Reference
In this section, you'll find a detailed explanation of the available options for setting up an Identity Provider (IDP) or Service Provider (SP).
General Information
Name: This is the provider's required name. It will be displayed in the list of providers and used when referencing the provider in other Monokee configurations. You have the option to replace the current name with a more user-friendly one, by default the name is composed as follows:
<(idp|sp)>@<provider_id>.Entity ID: This is the entity ID ot the provider. Entity ID is a unique identifier for a SAML entity, which can be a Service Provider (SP) or an Identity Provider (IDP).
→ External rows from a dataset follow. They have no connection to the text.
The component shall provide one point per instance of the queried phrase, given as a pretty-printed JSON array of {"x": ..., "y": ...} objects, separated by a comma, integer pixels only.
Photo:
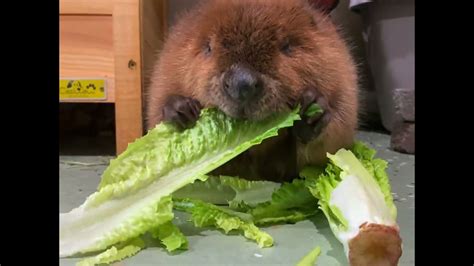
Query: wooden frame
[{"x": 115, "y": 40}]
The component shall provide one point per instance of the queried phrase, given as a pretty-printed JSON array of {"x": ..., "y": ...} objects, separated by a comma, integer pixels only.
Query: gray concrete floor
[{"x": 292, "y": 242}]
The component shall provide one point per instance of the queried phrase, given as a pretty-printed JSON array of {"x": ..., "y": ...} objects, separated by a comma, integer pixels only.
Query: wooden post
[{"x": 128, "y": 104}]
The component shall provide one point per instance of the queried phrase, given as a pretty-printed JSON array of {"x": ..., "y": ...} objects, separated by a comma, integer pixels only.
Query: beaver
[{"x": 251, "y": 58}]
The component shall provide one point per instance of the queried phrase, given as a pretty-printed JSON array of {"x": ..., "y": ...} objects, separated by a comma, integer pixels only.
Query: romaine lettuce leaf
[
  {"x": 133, "y": 196},
  {"x": 170, "y": 235},
  {"x": 114, "y": 254},
  {"x": 354, "y": 194}
]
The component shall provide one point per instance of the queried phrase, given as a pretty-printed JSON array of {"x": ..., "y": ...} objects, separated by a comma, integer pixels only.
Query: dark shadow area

The entity ID is used to identify the SAML entity to other entities that interact with it in a SAML-based Single Sign-On (SSO) system. The default entity ID is composed as follows:
https://<(new.monokee.com/<domain_id>|<domain-custom-fqdn>)>/<(idp|sp)>/saml/2.0/<provider_id>.Issuer format: This is the format ot the issuer. The Format attribute is used to indicate the type of identifier being used for the issuer. Allowed values are:
- urn:oasis:names:tc:SAML:2.0:nameid-format:entity: This value indicates that the issuer's name identifier is an entity identifier, which is a unique identifier for the SAML entity that is making the assertion.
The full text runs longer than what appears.